Le compte-rendu de la mission d’audit a été révélé lors du conseil des ministres du 28 juin. Quels en sont les points principaux ?

Un préjudice important pour l’Etat

La mission estime que les pertes sont estimées à FCFA 125 milliards (€ 190,6 millions) causées par trois campagnes déficitaires. En outre, la mission note que la reprise en main de la filière par l’Etat en 2012 s’est faite sans la mise en place de règles, de procédures ni d’outils de gestion et de coordination. Des manquements qui n’ont pas permis une gestion transparente et rigoureuse de la filière et ont conduit à de graves irrégularités. La mission  observe qu’en particulier la Sonapra, qui gérait le flux physiques du coton, et l’Office national de stabilisation et de soutien des revenus agricoles (ONS), qui gérait le flux financiers, n’étaient dotés ni de procédures, ni d’outils de gestion.

Une mauvaise gestion des intrants

La gestion des intrants est vivement critiquée, la mission estime que les besoins ont été sous-estimés d’environ 20% à chaque campagne mais aussi  que les achats ont été effectués « en violation des dispositions du code des marchés publics et à des conditions non optimales pour la filière ». Dans le rapport sont pointés des achats effectués de gré à gré pour des montants variant de FCFA 10 à FCFA 58 milliards suivant les campagnes mais aussi des commandes non livrées par certains fournisseurs (Agrophyto, Klass, APS et Evakely Group).

Des ventes de coton pas optimisées

La mission indique que le manque à gagner sur les ventes de coton s'éleverait à  FCFA 6,9 milliards suite à la mauvaise organisation et gestion de la filière.

Gestion financière hasardeuse

La mission relève des dépenses non justifiées pour un montant de FCFA 39 milliards, des ventes d’insecticides non facturées, l’existence de créances résiduelles … Sont aussi mentionnées des irrégularités constatées dans le cadre de la réquisition des usines de la Société pour le développement du coton (Sodeco). 

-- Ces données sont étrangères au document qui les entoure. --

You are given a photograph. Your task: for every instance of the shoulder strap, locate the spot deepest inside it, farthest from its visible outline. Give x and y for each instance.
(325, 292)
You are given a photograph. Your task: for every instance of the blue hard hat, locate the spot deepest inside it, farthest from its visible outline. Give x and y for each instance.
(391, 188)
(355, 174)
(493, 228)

Le gouvernement béninois ne compte pas s’arrêter à un simple constat. Le conseil des ministres a demandé au ministre de la Justice et de la législation « d’engager des poursuites judiciaires appropriées et de faire prendre des mesures de saisies conservatoires pour assurer les remboursement, par les membres des commissions mises en place pour la gestion de la filière coton, les dirigeants de la Sonapra, de l’ONS, de la CAIA et leurs complices dès lors que leur responsabilité serait établie », indique le communiqué des conseil des ministres.

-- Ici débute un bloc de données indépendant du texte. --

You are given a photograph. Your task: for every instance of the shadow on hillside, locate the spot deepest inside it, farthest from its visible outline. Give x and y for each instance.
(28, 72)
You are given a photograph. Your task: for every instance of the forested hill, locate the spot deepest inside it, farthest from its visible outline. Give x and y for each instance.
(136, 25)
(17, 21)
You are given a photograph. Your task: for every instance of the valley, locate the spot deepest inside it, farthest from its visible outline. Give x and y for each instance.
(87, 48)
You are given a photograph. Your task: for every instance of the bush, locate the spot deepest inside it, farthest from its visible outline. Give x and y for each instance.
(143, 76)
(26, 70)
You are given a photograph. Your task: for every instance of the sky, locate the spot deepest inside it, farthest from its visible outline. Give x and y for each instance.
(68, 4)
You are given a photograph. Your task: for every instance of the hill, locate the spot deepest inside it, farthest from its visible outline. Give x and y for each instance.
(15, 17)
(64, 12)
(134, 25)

Dés son arrivée au pouvoir, Patrice Talon, s’était attelé à détricoter les mesures prises par son prédécesseur libérant la filière du joug de l’Etat. Entre avril et mai 2016, il a  notamment mis fin aux réquisitions usines d’égrenage de la Société pour le développement du coton (Sodeco) dont Patrice Talon détenait la majorité et a  rétabli l’Association interprofessionnelle du coton (AIC, supprimée en 2012).

La campagne  cotonnière 2016/17  a battu des records avec plus de 450 000 tonnes de coton récoltés.